MultiPlan Insurance Coverage for Rehab

How to Use MultiPlan Insurance (PHCS) for Detoxification, Rehab, and Dual Diagnosis Treatment

Know your rights. Call 1-800-270-1389 to get help today!

What is MultiPlan Insurance?

MultiPlan is a facilitator of preferred provider organization (PPO) networks operating in certain areas of the United States. MultiPlan isn’t a company that directly provides insurance to members. Instead, members access MultiPlan health insurance services through an administrator of a health plan or the payer of medical bills. MultiPlan offers discounted rates on providers and they also connect people with nearly a million PPO healthcare providers not only in the southwest but also in Wisconsin and other states throughout the country.

MultiPlan also offers services for government and commercial healthcare programs. When someone has insurance through one of the insurance payers and carriers that work with Multiplan, their coverage is considered part of the MultiPlan network.

With a PPO there is typically more flexibility as compared to health maintenance organization (HMO) plans, and there are fewer restrictions on seeing providers outside of the network. While a PPO may cover the costs of non-network services and providers, they will usually do so at a lower rate.

Does MultiPlan Cover Drug & Alcohol Detox?

The insurance plans that are part of MultiPlan’s network will cover a broad range of services. The provision of drug and alcohol detox and addiction treatment was also significantly expanded by most insurance companies following the enactment of the Affordable Care Act. The Affordable Care Act requires marketplace insurance plans to cover mental health and substance abuse treatment as essential health care services.

If someone has insurance through companies that are part of the MultiPlan network, they may have coverage not only for drug and alcohol detox but other types of addiction treatment including:

Benefits Offered from MultiPlan for Addiction Treatment

While MultiPlan isn’t a health insurance provider, the company has created a network of health insurance programs and products. Thus, direct insurance carriers can use the MultiPlan network to provide PPO coverage to their customers. By contracting with Multiplan, the insurance carriers have access to a greater provider network.

In terms of substance abuse, mental health and addiction treatment, how much coverage you may be eligible for depends on your network, your plan and the state you live in.

With PPO health insurance, you will often have the ability to work with the provider you choose without a referral, although they may need to be in-network to pay lower out-of-pocket costs.

If you do have a network through Multiplan, you can’t contact them to learn more about your coverage. Instead, you need to contact 1 Method (or another trusted agency) and we can help you, or you can directly contact the benefits administrator for your health insurance plan. Then, you can learn more about the exact level of coverage available to you for addiction treatment.
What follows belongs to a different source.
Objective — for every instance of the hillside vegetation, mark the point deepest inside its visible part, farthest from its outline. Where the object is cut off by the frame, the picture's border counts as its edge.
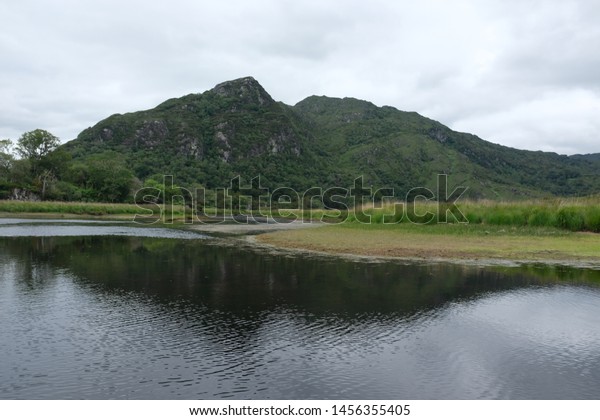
(205, 140)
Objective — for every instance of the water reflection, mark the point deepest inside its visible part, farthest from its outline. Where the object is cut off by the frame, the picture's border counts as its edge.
(142, 317)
Will MultiPlan Cover Long Term Addiction Treatment?

Technically, since MultiPlan isn’t a direct health insurance provider, they don’t cover any of the stay for addiction treatment. However, addiction treatment centers that are part of their network may be covered if your plan is part of Multiplan. There are two factors that determine how much addiction treatment is covered:

  • Where you live
  • What you’re responsible to pay out-of-pocket.

Most insurance plans cover some or all of the cost of addiction treatment, and 1 Method works with many of the primary insurance providers in the country.

How to Navigate the MultiPlan Insurance Network

1 Method Center has helped many families find substance abuse, dual diagnosis, and mental health treatment programs that work with their MultiPlan insurance policy to provide affordable rehabilitation services.

MultiPlan has roughly 890,000 health care providers under contract. Additionally, nearly 70 million people currently access MultiPlan’s network products, and about 40 million claims are reduced annually through the insurer’s network and non-network solutions.

This New York-based insurer offers regional PPO networks in Wisconsin and the Southwest. It specializes in commercial and government health plans, while also offering solutions in workers’ compensation and auto-related medical bills.

MultiPlan customers often have little trouble using their insurance policy to help them find excellent health care services. What we specialize in is taking their insurance policy and seeing which SUD/AUD treatment facilities accept their insurance coverage.

For help navigating this extensive network contact us for help.

The Cost of Rehab: Paying for 1 Method

We accept most major PPO insurance plans to help cover the cost of treatment. In fact, we have years of experience working with insurance companies and will handle all of the back and forth with them to determine the specifics of your coverage. We work directly with your insurance company so you can focus your energy on treatment and recovering.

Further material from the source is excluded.